It was a simple recommendation from her doctor: a routine screening, ahead of schedule. But Gail Fry is convinced that it saved her life.
Mrs. Fry, a teacher in the Fresno Unified School District, was in for her annual exam when her doctor made the request. “Get a mammogram,” the doctor advised.
To Gail, the request was early and a little unexpected. “When my doctor suggested I get a ‘baseline mammogram’ when I was 35, my friends and I made jokes about it. I had no family history of breast cancer, and there were no symptoms. I thought 35 was too young,” Gail recalled. “But my doctor recommended it, and I’m not a person who puts things off.”
What happened next turned the world upside-down for Gail and her family.

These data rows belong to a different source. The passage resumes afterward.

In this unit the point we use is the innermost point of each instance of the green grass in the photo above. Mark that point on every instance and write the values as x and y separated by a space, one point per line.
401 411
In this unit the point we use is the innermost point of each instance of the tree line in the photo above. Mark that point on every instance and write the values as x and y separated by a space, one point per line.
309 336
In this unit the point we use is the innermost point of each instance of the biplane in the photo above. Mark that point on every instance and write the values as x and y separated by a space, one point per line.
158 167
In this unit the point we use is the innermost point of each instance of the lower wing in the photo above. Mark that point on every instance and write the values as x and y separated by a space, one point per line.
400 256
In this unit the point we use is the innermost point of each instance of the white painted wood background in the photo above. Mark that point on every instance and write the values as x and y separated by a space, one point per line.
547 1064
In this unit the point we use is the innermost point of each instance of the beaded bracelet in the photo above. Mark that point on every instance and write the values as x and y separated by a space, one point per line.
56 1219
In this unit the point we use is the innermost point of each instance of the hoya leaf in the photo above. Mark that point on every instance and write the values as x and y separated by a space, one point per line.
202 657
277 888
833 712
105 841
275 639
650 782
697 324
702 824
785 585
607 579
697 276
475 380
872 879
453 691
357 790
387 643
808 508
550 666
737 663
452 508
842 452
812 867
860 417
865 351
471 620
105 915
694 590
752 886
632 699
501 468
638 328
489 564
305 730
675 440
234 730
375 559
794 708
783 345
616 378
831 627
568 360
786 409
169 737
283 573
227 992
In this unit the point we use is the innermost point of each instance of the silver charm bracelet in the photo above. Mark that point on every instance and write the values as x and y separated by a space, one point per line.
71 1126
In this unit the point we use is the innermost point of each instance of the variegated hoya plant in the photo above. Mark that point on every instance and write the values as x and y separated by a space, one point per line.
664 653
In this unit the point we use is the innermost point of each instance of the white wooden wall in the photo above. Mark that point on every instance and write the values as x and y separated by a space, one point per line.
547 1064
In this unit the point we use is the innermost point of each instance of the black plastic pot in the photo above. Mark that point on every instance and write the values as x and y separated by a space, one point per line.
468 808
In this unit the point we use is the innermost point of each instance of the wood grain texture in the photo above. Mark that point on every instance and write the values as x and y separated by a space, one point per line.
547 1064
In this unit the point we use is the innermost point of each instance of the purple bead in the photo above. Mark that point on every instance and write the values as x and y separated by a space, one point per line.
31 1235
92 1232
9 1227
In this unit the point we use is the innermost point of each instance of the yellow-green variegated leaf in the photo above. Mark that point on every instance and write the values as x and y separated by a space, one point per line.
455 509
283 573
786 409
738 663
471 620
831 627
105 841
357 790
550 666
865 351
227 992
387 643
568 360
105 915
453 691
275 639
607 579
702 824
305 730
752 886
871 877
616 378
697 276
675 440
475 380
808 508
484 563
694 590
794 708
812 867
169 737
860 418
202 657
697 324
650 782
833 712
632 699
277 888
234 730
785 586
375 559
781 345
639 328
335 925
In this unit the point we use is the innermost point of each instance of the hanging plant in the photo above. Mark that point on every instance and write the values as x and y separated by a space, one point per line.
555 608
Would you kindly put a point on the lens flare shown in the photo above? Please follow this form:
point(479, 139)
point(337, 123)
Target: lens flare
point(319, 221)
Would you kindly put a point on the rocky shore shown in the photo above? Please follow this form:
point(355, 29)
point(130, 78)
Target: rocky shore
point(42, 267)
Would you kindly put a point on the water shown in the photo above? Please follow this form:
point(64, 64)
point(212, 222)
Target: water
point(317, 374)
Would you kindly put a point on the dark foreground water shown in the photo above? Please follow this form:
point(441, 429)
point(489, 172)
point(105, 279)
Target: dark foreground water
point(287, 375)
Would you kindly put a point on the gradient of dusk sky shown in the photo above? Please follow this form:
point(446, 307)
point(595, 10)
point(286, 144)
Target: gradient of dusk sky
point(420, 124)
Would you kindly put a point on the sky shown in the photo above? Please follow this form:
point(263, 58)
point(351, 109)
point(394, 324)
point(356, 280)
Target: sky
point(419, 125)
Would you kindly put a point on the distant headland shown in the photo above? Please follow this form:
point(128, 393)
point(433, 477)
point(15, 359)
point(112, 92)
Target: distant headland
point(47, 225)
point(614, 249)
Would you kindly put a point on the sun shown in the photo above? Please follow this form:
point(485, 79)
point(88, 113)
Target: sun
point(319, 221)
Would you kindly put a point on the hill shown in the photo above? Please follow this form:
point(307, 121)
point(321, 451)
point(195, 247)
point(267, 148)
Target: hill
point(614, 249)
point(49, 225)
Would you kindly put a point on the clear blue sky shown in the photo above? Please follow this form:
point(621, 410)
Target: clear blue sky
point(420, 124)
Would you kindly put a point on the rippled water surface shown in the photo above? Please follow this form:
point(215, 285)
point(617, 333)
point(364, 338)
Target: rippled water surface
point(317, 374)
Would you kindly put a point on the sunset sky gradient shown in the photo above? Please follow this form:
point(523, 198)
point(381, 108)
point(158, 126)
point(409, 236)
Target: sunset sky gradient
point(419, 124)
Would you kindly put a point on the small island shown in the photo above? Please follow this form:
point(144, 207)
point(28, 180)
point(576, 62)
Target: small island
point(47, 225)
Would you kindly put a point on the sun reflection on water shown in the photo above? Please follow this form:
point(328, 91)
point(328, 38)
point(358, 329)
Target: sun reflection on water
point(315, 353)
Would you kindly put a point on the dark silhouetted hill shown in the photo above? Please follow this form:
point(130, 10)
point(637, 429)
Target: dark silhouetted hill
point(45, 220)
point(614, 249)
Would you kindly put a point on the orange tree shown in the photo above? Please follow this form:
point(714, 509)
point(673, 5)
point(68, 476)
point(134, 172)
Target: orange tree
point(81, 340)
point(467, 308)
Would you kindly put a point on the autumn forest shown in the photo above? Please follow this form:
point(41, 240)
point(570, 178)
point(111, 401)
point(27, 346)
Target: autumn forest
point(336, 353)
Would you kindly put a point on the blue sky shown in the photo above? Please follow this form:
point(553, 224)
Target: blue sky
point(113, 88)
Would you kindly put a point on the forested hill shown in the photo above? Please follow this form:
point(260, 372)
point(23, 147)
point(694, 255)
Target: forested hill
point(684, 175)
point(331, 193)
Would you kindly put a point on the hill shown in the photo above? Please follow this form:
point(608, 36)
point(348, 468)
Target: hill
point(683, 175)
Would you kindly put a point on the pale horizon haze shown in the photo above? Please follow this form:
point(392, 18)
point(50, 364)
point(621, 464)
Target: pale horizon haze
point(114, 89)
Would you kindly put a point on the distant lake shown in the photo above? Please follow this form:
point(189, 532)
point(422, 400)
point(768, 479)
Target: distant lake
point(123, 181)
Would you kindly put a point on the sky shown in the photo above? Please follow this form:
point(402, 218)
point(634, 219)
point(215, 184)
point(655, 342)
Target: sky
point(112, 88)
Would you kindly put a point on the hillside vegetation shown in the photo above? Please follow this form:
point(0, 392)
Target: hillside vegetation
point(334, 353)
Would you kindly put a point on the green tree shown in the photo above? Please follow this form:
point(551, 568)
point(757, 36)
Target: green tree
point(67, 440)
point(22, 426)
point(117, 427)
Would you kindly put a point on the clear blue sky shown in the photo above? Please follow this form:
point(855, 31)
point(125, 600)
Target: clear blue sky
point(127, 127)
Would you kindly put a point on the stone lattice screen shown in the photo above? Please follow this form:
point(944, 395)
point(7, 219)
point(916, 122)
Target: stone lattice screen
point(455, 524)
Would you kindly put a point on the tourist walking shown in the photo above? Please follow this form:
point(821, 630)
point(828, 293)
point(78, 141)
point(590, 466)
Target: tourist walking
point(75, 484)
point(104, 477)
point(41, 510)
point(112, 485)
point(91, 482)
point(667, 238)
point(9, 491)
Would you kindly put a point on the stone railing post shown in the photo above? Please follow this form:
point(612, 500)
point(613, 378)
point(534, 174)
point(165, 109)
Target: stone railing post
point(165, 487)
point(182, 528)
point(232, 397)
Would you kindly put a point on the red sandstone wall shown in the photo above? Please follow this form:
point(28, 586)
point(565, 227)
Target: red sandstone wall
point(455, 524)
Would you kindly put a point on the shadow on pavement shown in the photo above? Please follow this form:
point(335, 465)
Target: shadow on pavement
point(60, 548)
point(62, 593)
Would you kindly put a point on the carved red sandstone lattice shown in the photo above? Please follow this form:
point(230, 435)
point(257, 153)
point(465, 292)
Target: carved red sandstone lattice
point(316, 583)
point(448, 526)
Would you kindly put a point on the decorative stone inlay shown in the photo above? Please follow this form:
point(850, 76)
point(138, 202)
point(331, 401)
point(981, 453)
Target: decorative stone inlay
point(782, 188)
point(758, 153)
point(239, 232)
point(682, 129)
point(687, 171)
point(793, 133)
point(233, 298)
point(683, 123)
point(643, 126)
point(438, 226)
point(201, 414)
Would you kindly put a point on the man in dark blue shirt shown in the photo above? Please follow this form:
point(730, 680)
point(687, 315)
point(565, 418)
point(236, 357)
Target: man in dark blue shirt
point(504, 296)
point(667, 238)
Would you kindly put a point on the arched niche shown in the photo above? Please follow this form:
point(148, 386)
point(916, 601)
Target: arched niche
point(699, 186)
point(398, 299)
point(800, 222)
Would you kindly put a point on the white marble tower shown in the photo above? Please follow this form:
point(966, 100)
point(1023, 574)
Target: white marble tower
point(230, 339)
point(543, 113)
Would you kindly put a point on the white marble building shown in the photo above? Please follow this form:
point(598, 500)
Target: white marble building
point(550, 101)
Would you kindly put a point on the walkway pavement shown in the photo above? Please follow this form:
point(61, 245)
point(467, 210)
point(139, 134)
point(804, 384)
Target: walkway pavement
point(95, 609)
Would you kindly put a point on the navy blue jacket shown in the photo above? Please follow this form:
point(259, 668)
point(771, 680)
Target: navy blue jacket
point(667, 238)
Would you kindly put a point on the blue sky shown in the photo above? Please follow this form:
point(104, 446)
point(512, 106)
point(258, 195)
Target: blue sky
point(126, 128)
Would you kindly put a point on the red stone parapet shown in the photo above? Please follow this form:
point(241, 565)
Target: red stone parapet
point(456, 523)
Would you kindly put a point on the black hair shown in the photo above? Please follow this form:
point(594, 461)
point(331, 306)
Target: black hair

“I had breast cancer. At 35,” Gail said. “Without that mammogram, I wouldn’t have made it to 40.”
Beginning with the information from her mammogram, Gail was diagnosed as having Stage 2B breast cancer. There were no symptoms, no other indications, and according to Gail, without the mammogram “it wouldn’t have been detected any other way.” What’s worse, her otherwise-undetectable cancer had already spread to her lymph nodes.
The treatment was not easy. Two surgeries, six rounds of chemotherapy, 33 days of radiation, and “more lab work than I possibly could ever think of,” Gail said. Her insurance, through the Fresno Unified School District’s Employee Benefits Plan, covered it all, including reconstructive surgery and follow-up care down the road.
“I’d describe my health today as ‘good,’” Gail said. “I go to the doctor a lot more, and I continue with a couple of medications. My doctors tell me it takes about five years to get back to normal, and I’m getting there.”
When asked why so many people don’t get their annual screenings — especially when the FUSD Employee Benefits Plan covers and encourages such routine screenings – Gail said she believes there are two factors involved.
“First, I think people are scared,” she said. “The truth is if a test comes out positive, catching it early makes it much easier to treat, and much less painful for you and your for your loved ones.” Gail’s doctors said that by detecting such cancers early -– at Stage 1 or Stage 2 – the survival rate is 98 percent. Detecting and treating such cancers early means getting those routine screenings.
But Gail believes there’s a second reason why people don’t take advantage of the FUSD’s routine screening health benefit: They simply don’t want to take the time.
For them, Gail has a clear message: “Everybody needs to get their screenings,” she said. “We have the benefit. Use it. It takes an hour. And it saved my life.”